Der Begriff "Aptitude-Treatment-Interaktion (ATI)" versucht dieses komplexe Gefüge zu beschreiben. Er bezeichnet die Wechselwirkung von Schülereigenschaften (Aptitude) und verwendeter Lehrmethode (Treatment). Die Forschung auf diesem Gebiet hat das Ziel fest-zustellen, bei welchen individuellen Lernvoraussetzungen welche Lehrmethoden günstig oder ungünstig sind und welche Lernerfolge dabei erzielt werden können (Hasebrook, 2001). Eine mögliche Fragestellung ist beispielsweise, welche Lehrmethode im Schriftspracherwerb bei leistungsschwachen und leistungsstarken Schulanfängern eingesetzt werden sollte. Eine andere wäre, wie stark Unterricht vorstrukturiert werden muss (z.B. selbst- versus fremdgesteuert), um Schülern an Förderschulen den Erwerb mathematischer Kompetenzen zu erleichtern.

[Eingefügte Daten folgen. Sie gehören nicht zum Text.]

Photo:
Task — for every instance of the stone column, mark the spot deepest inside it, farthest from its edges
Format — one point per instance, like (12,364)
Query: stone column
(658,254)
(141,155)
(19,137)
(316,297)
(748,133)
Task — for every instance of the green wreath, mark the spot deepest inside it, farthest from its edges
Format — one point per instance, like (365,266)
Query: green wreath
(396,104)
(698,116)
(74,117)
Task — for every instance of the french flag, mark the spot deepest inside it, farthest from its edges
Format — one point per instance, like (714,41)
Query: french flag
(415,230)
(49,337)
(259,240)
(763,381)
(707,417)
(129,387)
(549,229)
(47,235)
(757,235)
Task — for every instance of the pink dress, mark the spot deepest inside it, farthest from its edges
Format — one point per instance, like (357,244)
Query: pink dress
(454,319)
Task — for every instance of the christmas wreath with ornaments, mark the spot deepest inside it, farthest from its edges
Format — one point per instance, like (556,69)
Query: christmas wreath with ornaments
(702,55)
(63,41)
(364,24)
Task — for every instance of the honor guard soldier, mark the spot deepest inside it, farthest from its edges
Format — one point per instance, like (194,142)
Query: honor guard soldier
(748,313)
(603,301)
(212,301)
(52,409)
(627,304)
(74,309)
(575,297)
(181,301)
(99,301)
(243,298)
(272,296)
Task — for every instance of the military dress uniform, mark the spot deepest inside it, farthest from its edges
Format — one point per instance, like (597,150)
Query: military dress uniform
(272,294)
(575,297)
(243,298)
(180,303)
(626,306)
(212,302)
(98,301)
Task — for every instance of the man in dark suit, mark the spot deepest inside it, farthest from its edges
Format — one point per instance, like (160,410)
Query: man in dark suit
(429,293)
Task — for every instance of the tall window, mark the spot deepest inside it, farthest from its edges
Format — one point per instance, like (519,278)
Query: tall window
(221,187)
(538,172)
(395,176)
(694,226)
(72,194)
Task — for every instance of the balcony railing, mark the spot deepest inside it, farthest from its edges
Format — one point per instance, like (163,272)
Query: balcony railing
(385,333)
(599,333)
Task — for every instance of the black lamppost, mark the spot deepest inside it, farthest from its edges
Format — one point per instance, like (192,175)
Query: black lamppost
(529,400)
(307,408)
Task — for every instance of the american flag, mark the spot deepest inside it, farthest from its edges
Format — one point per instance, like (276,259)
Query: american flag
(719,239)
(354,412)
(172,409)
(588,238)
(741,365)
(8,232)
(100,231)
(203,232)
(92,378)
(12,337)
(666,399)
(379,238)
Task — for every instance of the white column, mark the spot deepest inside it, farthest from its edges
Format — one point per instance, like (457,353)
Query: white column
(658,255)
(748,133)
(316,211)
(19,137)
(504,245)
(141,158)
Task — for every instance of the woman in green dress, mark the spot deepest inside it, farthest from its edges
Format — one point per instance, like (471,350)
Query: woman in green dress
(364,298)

Wenn Sie an Ihre eigene Schulzeit zurückdenken, welche Faktoren haben Ihrer Meinung nach Ihre schulischen Leistungen beeinflusst? Es konnte mittlerweile eine ganze Reihe von Variablen identifiziert werden (s. Tab. 2.1), von denen besonders die Faktoren auf der Seite der Schüler selbst, aber auch Unterrichtsaspekte einflussreich sind (Fraser, Walberg,         Welch & Hattie, 1987; zitiert nach Cortina, 2006). Die Variablen des psychosozialen Umfeldes haben dagegen eher eine moderierende Bedeutung. Kein bedeutsamer Einfluss zeigte sich hinsichtlich Eigenschaften des Schulgebäudes, soziodemografischer Variablen der Wohngemeinde sowie der schulischen Einbindung der Eltern.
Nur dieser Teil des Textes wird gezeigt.